DR. CRAIG: What we need to press people on is the foundation for the moral values that we all share and all hold dear such as the intrinsic value of human beings and the immorality of gratuitously harming another person. We all hold to those moral values and so the question is why on an atheistic secular view do those values obtain? Why aren't they just a matter of culture and personal opinion that cannot be imposed on someone else? There our culture is deeply conflicted because they do want to make these kinds of moral judgments about others.

KEVIN HARRIS: I wonder what Tim Keller means. The whole gist of this article is that Sunday School is no longer enough for today's Christian kids. They need – what? Even more training than your typical Sunday School to really be aware that there are voices that want to evangelize them away from Christian evangelism. It is about young people he's concerned with as well.

DR. CRAIG: Keller must have more to say about this that isn't disclosed in the article. I'm reading here from one paragraph where he said,

I wouldn’t change the doctrine, the Bible is the Bible. It’s all the same doctrine, but how you present it has got to change otherwise we are not really inoculating our kids to the culture.

What I would like to know is what sort of different presentation does he have in mind? The article doesn't say. He holds to the same doctrine but he thinks there has to be a change in our presentation of it to kids. Unfortunately it's not made clear in the article how that would be done.

KEVIN HARRIS: That's the tricky part. We've always tried to do that. You tried in the 70s. You were innovative in reaching the young people where they were – you and Jan. I remember doing the same thing. The message doesn't change but we tend to adapt to where the culture is so that they can hear us.

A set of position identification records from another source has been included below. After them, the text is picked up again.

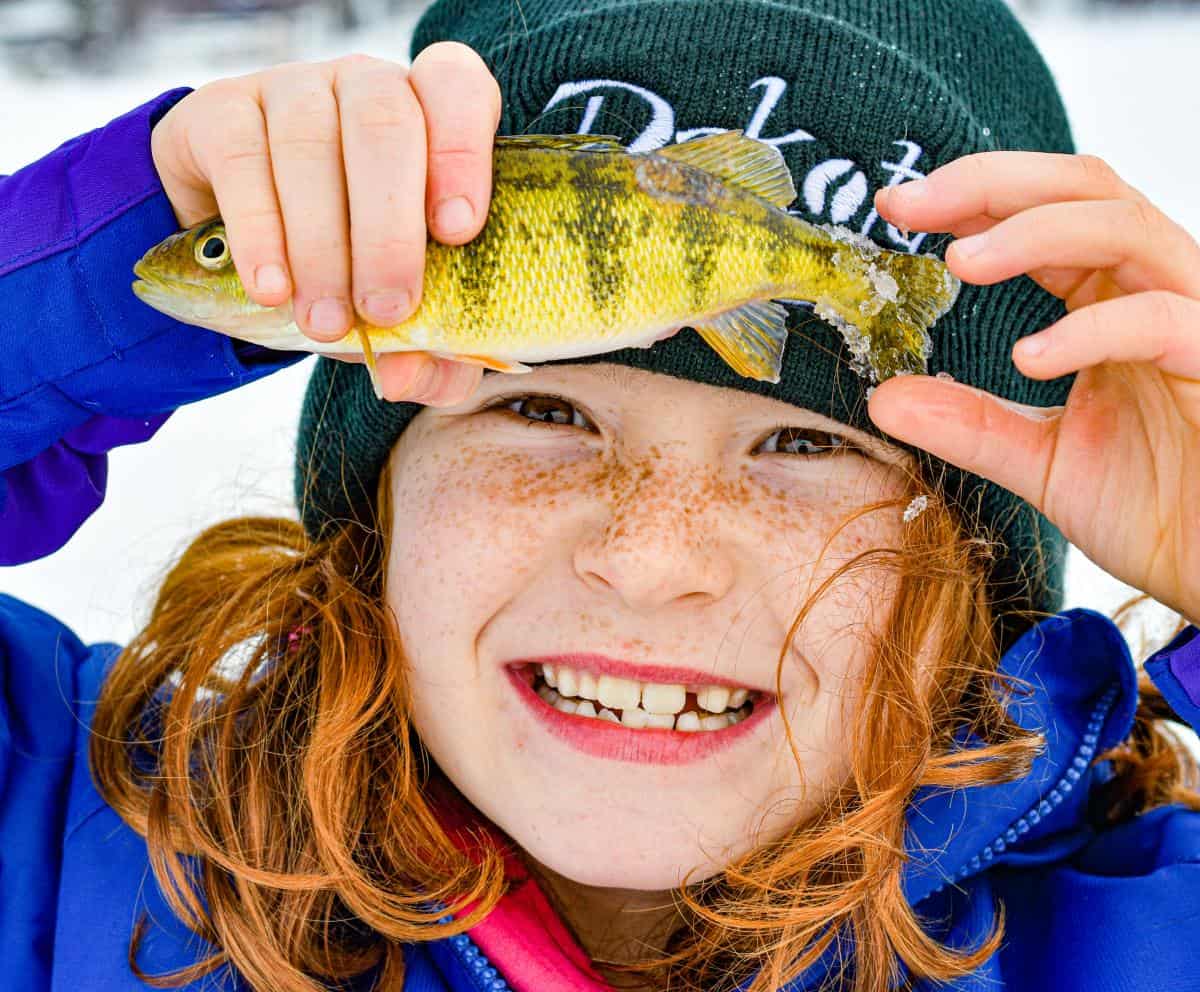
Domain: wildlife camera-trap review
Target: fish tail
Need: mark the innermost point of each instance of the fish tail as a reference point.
(900, 332)
(887, 322)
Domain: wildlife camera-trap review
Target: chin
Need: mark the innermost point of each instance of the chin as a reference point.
(619, 866)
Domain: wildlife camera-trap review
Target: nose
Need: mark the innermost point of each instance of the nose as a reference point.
(665, 541)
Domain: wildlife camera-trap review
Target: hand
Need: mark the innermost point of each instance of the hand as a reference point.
(328, 176)
(1117, 469)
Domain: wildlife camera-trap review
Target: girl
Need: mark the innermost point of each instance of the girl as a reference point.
(628, 672)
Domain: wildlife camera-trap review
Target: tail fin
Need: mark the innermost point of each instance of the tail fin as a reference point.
(889, 334)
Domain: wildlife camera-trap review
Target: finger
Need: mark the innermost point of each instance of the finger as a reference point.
(238, 161)
(383, 143)
(454, 384)
(1157, 328)
(461, 100)
(1008, 443)
(1141, 247)
(999, 185)
(306, 156)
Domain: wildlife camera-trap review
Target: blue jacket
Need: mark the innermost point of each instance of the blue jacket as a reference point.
(88, 367)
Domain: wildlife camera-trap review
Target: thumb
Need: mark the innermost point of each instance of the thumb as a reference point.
(1008, 443)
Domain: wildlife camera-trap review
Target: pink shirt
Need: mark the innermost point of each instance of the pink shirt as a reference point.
(522, 936)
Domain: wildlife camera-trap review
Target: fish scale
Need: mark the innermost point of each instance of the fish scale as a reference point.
(588, 248)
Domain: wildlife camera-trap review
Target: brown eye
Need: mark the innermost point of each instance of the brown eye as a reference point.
(804, 440)
(213, 252)
(546, 409)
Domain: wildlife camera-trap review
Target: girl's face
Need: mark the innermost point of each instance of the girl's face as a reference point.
(623, 523)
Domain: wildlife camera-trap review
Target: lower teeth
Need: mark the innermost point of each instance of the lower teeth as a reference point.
(639, 719)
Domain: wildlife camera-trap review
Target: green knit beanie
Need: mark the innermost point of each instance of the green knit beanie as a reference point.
(857, 95)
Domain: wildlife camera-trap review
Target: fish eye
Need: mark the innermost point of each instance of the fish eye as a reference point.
(213, 252)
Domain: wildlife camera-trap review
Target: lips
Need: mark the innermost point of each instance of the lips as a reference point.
(603, 665)
(615, 741)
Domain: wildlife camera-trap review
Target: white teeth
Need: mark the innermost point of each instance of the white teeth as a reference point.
(581, 692)
(618, 693)
(568, 681)
(636, 717)
(588, 686)
(714, 698)
(664, 698)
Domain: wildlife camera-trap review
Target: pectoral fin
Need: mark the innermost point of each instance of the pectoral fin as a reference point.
(496, 365)
(750, 338)
(369, 358)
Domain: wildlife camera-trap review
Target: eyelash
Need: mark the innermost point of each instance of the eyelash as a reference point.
(504, 403)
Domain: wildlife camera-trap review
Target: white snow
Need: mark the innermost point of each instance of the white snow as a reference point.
(1129, 82)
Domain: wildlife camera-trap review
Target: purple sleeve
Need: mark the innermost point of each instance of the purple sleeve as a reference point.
(87, 366)
(1176, 672)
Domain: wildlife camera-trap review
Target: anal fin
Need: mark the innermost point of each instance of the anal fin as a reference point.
(750, 338)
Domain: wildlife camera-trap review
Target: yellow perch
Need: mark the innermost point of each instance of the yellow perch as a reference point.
(588, 248)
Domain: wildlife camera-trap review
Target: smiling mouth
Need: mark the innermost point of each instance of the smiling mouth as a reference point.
(689, 709)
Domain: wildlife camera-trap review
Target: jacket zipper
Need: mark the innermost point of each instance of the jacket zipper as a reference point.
(485, 975)
(1079, 764)
(487, 978)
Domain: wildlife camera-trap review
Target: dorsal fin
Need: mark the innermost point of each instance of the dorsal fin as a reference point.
(741, 161)
(562, 142)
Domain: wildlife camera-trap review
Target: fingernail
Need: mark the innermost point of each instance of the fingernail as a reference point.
(387, 307)
(270, 278)
(454, 216)
(969, 247)
(329, 317)
(911, 191)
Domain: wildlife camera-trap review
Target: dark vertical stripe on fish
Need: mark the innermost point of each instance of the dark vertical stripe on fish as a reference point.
(600, 226)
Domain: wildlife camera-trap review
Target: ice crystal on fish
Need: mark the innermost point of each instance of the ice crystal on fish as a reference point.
(918, 506)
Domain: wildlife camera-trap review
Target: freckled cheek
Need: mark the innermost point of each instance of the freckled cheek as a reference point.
(463, 521)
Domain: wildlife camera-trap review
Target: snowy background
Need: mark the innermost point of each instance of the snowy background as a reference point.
(1129, 82)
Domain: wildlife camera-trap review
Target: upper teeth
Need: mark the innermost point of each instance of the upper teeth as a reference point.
(643, 704)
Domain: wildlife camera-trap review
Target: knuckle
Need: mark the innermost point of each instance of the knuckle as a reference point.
(456, 157)
(1144, 217)
(1097, 174)
(444, 55)
(1165, 308)
(355, 60)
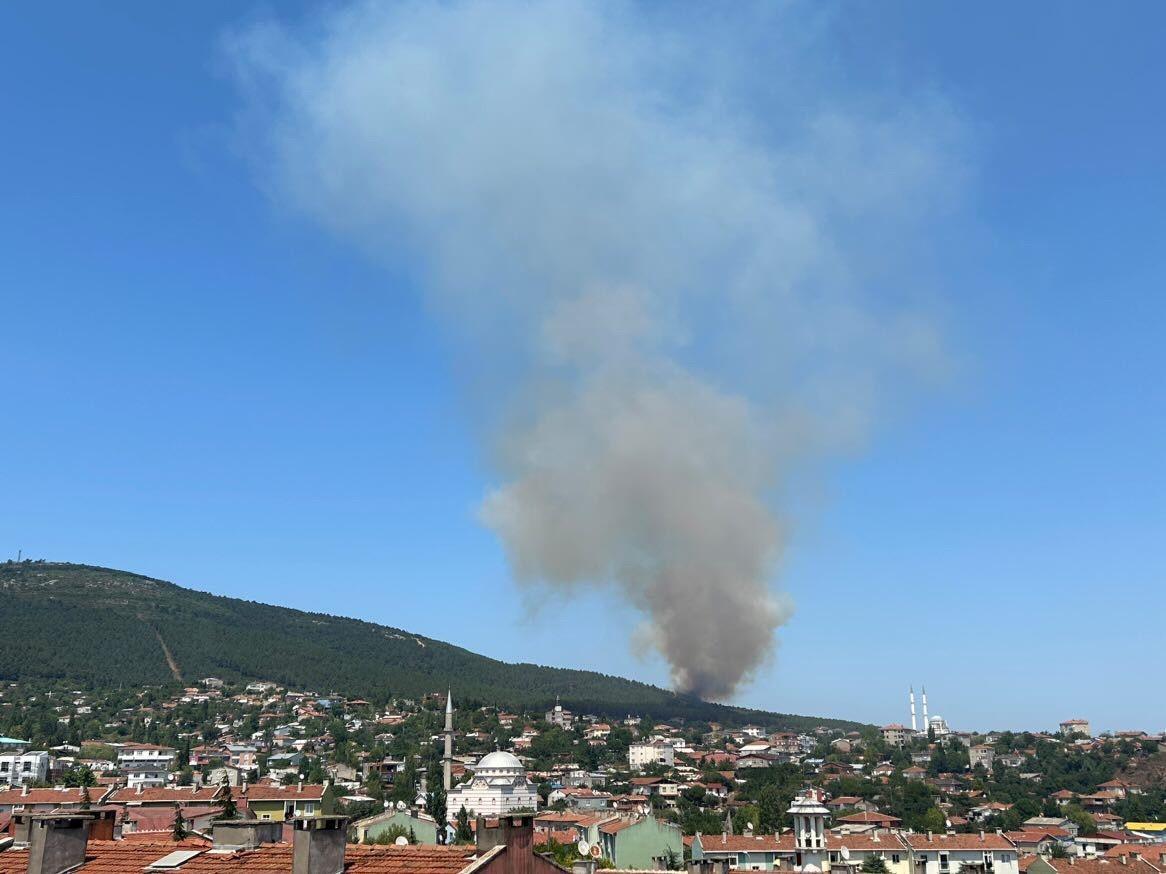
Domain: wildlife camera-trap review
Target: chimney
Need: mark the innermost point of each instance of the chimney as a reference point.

Boy, as you get older that starts to kind of leave you behind.

DR. CRAIG: Perhaps what he means is that we need to do more than just teach Bible stories and Bible doctrine but we need to engage with the voices of our contemporary culture and to begin to address these issues in our Sunday School classes and youth groups. We need to talk about critical theory as we have. Talk about racial and social justice and about homosexual lifestyles and things like this from a biblical perspective. Maybe he thinks we've just got our heads in the sand and aren't engaging enough with the voices in our culture. If we do that then maybe we will be more effective in preparing our kids to confront these challenges in high school and college.

KEVIN HARRIS: How do you think the work of Reasonable Faith can help in this endeavor?

DR. CRAIG: I think that apologetics ought to be front and center in this endeavor. What we’ve been talking about here today is so germane to the moral argument for God’s existence and to the superiority of a theistic moral theory than any sort of naturalistic moral theory. That is very germane. And then of course giving arguments for a theistic worldview, if successful, would completely undercut the secular naturalistic worldview that would oppose it. So it seems to me that equipping Christians in the arguments of natural theology are very, very vital.